China, South Korea, India, as well as several European countries with heavy existing reliance on Iranian crude, in marked contrast to Pakistan, got a waiver from the US State Department – a waiver which was expected in return for their agreement to reduce purchases of Iranian crude oil. This waiver implied that banks in these countries would no longer face being cut off from the US financial system. John Kerry, Secretary of State, is on record as having stated: “We will continue to aggressively enforce our sanctions over the next six months, as we work to determine whether there is a comprehensive solution that gives us confidence that the Iranian nuclear programme is for exclusively peaceful purposes.”

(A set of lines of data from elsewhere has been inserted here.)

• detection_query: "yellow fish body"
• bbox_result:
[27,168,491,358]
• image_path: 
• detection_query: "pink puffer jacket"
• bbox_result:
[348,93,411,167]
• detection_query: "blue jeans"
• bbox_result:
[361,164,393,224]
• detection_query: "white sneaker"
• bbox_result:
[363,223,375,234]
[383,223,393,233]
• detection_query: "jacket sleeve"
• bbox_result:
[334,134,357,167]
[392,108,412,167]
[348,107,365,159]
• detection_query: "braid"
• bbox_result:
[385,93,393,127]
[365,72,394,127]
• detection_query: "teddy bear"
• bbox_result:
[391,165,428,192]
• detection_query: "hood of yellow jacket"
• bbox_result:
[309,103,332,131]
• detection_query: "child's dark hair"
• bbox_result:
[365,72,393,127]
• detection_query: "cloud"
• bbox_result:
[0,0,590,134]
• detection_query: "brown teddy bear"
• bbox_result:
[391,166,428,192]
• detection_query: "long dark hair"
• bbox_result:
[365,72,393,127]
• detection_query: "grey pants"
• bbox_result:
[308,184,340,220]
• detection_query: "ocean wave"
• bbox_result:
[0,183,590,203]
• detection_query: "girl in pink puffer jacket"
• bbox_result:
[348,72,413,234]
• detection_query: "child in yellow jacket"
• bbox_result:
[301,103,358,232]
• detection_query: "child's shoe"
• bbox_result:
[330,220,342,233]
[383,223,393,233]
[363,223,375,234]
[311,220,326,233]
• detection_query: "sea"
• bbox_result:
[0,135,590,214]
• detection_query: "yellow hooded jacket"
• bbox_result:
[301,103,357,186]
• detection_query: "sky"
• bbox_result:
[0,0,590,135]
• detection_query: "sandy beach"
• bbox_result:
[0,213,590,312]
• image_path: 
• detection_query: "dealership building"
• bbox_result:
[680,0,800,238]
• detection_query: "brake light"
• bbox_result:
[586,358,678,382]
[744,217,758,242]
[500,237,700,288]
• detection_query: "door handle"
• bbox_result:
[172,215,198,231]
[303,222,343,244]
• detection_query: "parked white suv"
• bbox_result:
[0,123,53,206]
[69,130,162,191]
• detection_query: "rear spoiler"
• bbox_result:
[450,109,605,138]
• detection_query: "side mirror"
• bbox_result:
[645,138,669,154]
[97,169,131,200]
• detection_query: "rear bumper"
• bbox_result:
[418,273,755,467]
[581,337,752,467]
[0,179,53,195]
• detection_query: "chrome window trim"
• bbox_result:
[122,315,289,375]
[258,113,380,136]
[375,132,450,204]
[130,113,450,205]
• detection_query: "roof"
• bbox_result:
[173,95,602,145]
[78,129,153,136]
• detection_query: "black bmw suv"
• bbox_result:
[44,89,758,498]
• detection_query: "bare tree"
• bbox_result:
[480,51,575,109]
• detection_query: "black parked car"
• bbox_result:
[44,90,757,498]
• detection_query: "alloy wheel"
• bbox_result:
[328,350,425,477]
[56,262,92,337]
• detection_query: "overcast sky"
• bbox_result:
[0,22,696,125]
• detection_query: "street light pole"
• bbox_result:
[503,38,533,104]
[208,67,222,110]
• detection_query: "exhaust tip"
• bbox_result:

Sanction waivers were not the only reason behind India’s success in taking over the lucrative rice market of Iran from Pakistan. Indian shippers began being paid up front in rupees from massive amounts owed by the Indian oil refineries to Iran for crude oil imports. Suresh Manchanda, marketing director of a Delhi-based company which exports rice, wheat and sugar globally stated that “now business is being done directly because Iran is allowed to open letters of credit in Indian rupees because the government has to pay money to Iran for the oil.”
The US Treasury Department notes on its website that “on July 14, 2015, the P5+1 (China, France, Germany, Russia, the United Kingdom, and the United States), the European Union, and Iran reached a Joint Comprehensive Plan of Action (JCPOA) to ensure that Iran’s nuclear programme will be exclusively peaceful. October 18, 2015 marked Adoption Day of the JCPOA, the date on which the JCPOA came into effect and participants began taking steps necessary to implement their JCPOA commitments. January 16, 2016, marks Implementation Day of the JCPOA. On this historic day, the International Atomic Energy Agency (IAEA) has verified that Iran has implemented its key nuclear-related measures described in the JCPOA, and the Secretary State has confirmed the IAEA’s verification. As a result of Iran verifiably meeting its nuclear commitments, the United States is today lifting nuclear-related sanctions on Iran, as described in the JCPOA.”
Sadly no progress has been visible with respect to re-engaging with Iran after the lifting of the US sanctions. Rice is Pakistan’s second largest export item, after cotton and related products, and one would hope that the government provides the support that this sector requires to re-engage in the Iranian rice market. Noman Ahmed Sheikh, senior vice chairman of Rice Exporters Association of Pakistan (REAP), urged the government to extend support thereby enabling the local rice exporters to compete with our international competitors particularly India in terms of price and quality of inputs including seeds.
Thankfully, China is emerging as a major rice importer for Pakistan. However, the government needs to extend as much support to the farm sector in general and the cotton and rice sector in particular as possible, the two major export earners of this country, in terms of input prices that are comparable to what is available to their international competitors as well as making government-to-government deals to ensure that there is no loss of market even if that requires extending a subsidy.